Planned giving strategies are a way to support charities while also reducing estate tax.

Marital Deduction

Assets you leave to your surviving spouse are generally exempt from estate tax because of the marital deduction.

Inheriting Property in Georgia: Key Considerations

Inheriting property can be complicated. Here are some things to keep in mind:

  • Talk to co-heirs: If you’re inheriting property with other people, make sure you’re all on the same page. Good communication is essential.
  • Know what you owe: Check for any outstanding debts, mortgages, or other financial obligations tied to the property. These become your responsibility.
  • Factor in ongoing costs: Remember that you’ll need to pay property taxes, insurance, and for general upkeep. Can you afford it?
  • Understand “step-up in basis”: This is a tax benefit. When you inherit property, its value is “stepped up” to the current market value. This can save you money on capital gains taxes if you decide to sell.

A brief history of Georgia’s estate tax

Before 2005, Georgia’s estate tax was linked to federal estate tax laws.

Between 2005 and 2014, Georgia transitioned away from that system, making changes to the state’s death tax credit.

As of July 1, 2014, Georgia completely repealed its estate tax. This means that for anyone who died on or after that date, their estate is not subject to Georgia estate tax.

This history mainly matters for understanding past estate settlements and any legal cases that might still refer to the old rules.

Common Questions About Estate Tax in Georgia

Here are some of the most common questions people have about estate tax in Georgia.

Is every estate in Georgia subject to tax?

No. Georgia doesn’t have its own estate tax. The federal estate tax only applies to estates above a certain threshold.

What specific federal estate tax rules apply to Georgia residents?

The federal estate tax rules are the same no matter which state you live in. However, your state of residence can sometimes affect how your assets are valued and taxed.

Are there upcoming changes that might affect estate planning in Georgia?

Yes, possibly. The federal estate tax exemption may be reduced in 2026, so it’s important to keep up with any potential changes to federal tax laws.

Where do I send the return and anything else related to Georgia estate tax?

Because Georgia doesn’t have an estate tax form, you’ll file the federal form, along with a copy and payment for the Georgia tax.

Do you give proof of payment?

Yes.

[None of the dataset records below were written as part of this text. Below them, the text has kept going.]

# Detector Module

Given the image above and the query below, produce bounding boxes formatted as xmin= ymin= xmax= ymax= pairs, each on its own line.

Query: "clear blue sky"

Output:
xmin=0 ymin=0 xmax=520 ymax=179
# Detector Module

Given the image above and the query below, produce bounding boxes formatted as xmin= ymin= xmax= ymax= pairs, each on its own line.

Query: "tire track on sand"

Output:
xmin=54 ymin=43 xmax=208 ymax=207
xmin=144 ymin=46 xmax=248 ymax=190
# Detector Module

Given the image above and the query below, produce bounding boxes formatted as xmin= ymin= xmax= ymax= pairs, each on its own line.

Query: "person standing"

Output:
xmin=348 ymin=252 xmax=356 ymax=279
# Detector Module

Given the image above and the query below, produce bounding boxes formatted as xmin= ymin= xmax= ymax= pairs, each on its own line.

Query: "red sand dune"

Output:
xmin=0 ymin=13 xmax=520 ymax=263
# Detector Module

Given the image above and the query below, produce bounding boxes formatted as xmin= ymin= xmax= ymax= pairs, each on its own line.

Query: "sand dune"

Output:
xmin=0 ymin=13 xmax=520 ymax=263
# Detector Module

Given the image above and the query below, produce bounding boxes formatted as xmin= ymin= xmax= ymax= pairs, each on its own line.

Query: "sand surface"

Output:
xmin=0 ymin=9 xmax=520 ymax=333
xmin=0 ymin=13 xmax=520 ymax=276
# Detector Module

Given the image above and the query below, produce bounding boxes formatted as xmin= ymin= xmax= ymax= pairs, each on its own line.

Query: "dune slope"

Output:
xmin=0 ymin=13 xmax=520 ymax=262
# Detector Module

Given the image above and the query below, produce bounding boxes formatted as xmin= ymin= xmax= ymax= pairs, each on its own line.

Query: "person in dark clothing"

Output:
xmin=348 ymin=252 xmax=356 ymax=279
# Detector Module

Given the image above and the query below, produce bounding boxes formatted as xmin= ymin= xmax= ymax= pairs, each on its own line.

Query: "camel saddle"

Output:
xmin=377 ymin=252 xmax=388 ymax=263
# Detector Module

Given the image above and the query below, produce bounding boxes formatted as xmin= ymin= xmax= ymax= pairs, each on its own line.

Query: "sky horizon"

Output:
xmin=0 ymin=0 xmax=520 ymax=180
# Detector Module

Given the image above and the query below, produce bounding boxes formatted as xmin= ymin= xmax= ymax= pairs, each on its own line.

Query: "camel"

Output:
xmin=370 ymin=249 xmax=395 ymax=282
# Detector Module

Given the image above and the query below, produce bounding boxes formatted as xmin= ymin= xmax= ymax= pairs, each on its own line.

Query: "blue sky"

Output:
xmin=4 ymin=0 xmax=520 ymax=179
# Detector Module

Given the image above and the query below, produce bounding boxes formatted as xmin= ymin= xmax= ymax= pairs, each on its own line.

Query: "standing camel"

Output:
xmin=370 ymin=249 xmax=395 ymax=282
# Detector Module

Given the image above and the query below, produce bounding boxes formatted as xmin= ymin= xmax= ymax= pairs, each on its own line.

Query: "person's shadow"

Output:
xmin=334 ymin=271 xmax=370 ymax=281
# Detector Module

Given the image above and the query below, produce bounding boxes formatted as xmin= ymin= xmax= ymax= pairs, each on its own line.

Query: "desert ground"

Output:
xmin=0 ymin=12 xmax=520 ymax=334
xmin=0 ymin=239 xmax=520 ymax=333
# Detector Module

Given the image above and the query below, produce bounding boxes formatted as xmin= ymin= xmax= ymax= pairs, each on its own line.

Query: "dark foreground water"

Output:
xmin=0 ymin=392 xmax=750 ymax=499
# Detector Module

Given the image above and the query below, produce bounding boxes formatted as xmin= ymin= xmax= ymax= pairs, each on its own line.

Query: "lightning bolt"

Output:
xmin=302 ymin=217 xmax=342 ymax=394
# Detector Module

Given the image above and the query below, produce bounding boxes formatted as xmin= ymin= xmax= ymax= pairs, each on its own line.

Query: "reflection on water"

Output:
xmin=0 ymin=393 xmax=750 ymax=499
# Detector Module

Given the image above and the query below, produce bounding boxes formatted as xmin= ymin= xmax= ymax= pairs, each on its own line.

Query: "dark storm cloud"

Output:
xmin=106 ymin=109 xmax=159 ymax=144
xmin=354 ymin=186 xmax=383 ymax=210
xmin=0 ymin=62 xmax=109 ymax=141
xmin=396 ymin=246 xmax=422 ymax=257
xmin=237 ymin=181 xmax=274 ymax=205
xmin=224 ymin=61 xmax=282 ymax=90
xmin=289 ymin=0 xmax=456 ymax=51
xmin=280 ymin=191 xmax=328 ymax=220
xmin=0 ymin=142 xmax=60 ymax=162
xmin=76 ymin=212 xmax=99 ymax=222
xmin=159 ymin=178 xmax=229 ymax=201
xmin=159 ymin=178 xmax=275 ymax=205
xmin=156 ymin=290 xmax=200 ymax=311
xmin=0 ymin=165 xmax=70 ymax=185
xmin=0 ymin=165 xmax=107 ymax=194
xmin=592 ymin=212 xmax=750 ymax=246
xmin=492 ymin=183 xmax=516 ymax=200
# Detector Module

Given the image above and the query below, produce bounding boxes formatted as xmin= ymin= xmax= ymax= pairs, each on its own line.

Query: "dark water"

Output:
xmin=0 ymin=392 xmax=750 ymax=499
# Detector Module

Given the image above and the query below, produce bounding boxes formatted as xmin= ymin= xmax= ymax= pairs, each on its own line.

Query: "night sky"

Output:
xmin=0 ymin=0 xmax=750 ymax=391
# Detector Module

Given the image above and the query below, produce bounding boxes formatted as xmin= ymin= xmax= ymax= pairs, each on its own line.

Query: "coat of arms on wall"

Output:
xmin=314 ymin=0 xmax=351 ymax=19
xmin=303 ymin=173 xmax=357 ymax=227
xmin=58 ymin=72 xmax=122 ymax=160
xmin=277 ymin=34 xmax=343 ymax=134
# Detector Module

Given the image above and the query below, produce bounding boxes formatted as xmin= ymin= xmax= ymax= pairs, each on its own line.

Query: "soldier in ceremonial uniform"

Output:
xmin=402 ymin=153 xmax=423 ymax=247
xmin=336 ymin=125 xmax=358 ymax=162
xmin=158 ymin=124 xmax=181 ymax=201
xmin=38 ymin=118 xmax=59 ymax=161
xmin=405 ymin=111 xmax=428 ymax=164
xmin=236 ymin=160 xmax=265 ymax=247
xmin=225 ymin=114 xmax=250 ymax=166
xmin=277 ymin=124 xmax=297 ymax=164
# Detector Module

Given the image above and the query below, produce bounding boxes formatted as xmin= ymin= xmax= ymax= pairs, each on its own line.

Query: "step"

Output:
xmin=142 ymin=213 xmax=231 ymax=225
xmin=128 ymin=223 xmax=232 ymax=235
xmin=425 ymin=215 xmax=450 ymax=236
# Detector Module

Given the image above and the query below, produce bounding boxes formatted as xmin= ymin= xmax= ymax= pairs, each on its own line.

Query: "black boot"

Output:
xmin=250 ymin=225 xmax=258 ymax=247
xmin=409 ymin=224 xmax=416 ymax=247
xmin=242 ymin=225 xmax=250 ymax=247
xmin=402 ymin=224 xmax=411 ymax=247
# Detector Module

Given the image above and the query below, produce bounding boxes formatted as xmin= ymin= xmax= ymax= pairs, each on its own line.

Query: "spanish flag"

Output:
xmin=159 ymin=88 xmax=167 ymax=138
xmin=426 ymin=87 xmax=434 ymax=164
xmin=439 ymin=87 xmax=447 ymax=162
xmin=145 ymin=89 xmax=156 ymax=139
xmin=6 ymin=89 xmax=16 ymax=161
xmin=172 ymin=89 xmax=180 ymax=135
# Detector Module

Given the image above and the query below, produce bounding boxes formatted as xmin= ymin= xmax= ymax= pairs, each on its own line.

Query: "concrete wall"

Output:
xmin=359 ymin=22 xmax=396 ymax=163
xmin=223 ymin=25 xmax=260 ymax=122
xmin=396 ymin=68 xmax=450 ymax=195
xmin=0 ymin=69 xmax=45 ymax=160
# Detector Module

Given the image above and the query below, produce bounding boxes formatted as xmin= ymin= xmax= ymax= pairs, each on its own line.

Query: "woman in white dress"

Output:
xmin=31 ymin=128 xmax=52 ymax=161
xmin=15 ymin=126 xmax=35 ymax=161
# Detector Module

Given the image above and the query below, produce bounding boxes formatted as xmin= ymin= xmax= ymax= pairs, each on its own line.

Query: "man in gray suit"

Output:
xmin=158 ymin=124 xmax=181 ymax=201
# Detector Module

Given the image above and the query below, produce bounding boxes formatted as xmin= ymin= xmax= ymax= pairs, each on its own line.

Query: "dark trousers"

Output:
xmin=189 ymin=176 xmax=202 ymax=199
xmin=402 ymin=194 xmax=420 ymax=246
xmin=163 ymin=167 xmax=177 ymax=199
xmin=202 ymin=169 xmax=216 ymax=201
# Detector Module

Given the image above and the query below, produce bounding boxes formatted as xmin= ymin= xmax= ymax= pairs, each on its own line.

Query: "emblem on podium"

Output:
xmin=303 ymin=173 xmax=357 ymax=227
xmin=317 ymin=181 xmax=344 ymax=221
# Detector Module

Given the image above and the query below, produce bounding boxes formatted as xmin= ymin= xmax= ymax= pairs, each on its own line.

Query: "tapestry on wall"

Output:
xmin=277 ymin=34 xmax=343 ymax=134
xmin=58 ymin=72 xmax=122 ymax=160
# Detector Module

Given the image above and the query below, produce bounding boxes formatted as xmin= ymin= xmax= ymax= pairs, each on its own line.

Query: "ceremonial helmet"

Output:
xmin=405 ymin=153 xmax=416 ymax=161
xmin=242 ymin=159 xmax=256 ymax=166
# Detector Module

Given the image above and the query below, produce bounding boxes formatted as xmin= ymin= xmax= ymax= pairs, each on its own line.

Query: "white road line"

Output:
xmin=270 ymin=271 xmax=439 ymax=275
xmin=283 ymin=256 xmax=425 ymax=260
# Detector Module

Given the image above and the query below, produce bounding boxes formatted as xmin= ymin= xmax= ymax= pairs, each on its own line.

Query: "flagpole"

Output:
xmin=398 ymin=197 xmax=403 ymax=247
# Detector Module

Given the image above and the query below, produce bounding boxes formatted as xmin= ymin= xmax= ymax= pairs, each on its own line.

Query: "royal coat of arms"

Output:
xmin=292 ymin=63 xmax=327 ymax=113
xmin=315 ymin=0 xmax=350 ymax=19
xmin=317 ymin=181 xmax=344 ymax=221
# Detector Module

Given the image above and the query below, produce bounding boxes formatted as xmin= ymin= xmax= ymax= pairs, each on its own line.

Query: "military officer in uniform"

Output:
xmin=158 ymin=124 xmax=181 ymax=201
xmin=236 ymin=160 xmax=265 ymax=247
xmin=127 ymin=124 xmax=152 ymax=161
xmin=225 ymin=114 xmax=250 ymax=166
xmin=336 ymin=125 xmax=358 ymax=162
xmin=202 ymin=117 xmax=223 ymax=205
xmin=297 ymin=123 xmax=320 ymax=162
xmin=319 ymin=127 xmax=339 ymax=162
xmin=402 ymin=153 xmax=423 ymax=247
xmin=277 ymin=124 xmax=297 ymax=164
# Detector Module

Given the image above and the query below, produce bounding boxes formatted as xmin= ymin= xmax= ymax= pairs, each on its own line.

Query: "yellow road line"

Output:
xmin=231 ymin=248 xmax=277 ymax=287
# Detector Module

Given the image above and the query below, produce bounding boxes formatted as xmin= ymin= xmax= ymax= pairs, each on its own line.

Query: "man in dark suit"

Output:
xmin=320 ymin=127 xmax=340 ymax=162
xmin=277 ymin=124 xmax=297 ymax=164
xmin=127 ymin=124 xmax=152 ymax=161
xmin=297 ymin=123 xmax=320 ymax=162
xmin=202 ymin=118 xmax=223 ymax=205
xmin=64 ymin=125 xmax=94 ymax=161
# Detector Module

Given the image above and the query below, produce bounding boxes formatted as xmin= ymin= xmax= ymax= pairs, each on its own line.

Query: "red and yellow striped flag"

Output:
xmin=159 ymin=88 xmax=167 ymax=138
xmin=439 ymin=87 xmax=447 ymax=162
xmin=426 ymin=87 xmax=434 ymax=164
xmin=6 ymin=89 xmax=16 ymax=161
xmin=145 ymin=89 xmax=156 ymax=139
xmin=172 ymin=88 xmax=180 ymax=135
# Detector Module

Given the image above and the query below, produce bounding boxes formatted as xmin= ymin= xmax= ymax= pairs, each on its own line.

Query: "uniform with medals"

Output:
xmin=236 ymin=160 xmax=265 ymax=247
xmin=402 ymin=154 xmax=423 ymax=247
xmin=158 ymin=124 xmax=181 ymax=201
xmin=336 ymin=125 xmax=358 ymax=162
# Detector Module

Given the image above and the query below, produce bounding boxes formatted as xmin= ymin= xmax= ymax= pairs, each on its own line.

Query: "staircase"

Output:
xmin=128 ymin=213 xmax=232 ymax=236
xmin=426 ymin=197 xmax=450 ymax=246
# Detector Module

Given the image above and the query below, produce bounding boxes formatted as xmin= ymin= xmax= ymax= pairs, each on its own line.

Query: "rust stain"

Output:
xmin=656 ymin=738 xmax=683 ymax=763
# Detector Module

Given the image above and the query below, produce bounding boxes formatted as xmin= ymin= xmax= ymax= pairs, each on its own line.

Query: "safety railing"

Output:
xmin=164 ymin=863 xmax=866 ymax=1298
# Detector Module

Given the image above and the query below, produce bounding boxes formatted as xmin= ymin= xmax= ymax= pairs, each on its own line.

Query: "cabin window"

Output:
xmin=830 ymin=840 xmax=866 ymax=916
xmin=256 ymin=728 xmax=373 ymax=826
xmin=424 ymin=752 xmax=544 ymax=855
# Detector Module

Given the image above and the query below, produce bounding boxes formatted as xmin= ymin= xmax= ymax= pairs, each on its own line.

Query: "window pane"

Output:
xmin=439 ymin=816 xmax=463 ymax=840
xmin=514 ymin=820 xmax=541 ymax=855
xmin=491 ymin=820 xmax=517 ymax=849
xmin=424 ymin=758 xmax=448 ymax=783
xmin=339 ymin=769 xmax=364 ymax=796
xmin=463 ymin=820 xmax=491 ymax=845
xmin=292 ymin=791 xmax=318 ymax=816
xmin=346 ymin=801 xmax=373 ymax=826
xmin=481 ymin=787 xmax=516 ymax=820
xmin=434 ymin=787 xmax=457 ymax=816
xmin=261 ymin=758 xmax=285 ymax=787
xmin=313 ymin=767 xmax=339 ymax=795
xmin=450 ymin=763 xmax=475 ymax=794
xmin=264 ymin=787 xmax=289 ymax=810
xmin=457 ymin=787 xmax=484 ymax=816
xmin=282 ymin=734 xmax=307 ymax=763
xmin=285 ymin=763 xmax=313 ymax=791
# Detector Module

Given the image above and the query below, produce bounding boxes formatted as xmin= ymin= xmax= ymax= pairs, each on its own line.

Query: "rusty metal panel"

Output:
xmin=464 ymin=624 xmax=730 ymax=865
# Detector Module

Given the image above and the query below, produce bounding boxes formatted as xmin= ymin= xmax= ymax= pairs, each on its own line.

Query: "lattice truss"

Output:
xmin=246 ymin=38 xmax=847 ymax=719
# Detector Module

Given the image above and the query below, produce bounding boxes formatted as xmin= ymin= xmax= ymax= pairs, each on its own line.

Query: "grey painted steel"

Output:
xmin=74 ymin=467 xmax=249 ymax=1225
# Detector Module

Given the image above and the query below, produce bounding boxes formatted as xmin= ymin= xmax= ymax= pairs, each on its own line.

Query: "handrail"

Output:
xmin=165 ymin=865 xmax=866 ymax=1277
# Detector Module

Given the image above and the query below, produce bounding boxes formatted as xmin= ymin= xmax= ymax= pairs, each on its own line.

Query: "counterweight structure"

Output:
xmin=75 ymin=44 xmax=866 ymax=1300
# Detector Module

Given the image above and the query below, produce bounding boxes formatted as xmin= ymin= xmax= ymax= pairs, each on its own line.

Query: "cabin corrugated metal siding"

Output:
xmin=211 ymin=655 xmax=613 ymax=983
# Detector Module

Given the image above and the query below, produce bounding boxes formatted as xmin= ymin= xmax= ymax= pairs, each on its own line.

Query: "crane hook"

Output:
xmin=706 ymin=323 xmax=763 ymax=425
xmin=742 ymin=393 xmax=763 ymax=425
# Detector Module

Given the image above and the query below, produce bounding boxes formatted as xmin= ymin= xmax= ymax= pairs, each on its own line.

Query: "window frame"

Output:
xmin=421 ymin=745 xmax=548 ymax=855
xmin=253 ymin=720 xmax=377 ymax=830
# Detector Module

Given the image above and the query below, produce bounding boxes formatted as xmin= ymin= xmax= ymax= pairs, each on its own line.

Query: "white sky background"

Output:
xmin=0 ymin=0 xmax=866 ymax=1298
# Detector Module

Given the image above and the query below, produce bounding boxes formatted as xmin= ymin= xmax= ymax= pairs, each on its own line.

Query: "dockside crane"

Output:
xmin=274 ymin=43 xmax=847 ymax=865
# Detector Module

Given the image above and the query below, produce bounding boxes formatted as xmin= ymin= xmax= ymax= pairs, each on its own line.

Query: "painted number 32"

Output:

Georgia will issue a certificate of payment to confirm that you’ve paid your estate taxes.

Planning Your Estate in Georgia: Where to Start

If you live in Georgia, here are a few steps you can take to protect your assets for your loved ones:

  • Create documents: Work with a qualified attorney to draft your will and explore your trust options.
  • Track assets and debts: Keep a detailed inventory of everything you own and everything you owe.
  • Get professional advice: Work with financial advisors, accountants, and attorneys who specialize in estate planning.
  • Update regularly: Tax laws and personal situations change. Start planning early and update your plan often.

Putting It All Together

Georgia doesn’t have its own estate tax, but your estate could still be subject to federal estate taxes. That’s why estate planning is such an important step in managing your tax liability and protecting your assets for future generations.

If you live in Georgia, you can create a plan for your estate by working with a qualified financial professional. Starting the estate planning process early can give you peace of mind now and financial security for your loved ones later.

Keep in mind that tax laws and your family’s needs can change over time, so it’s important to adapt your estate plan to those changes as they arise.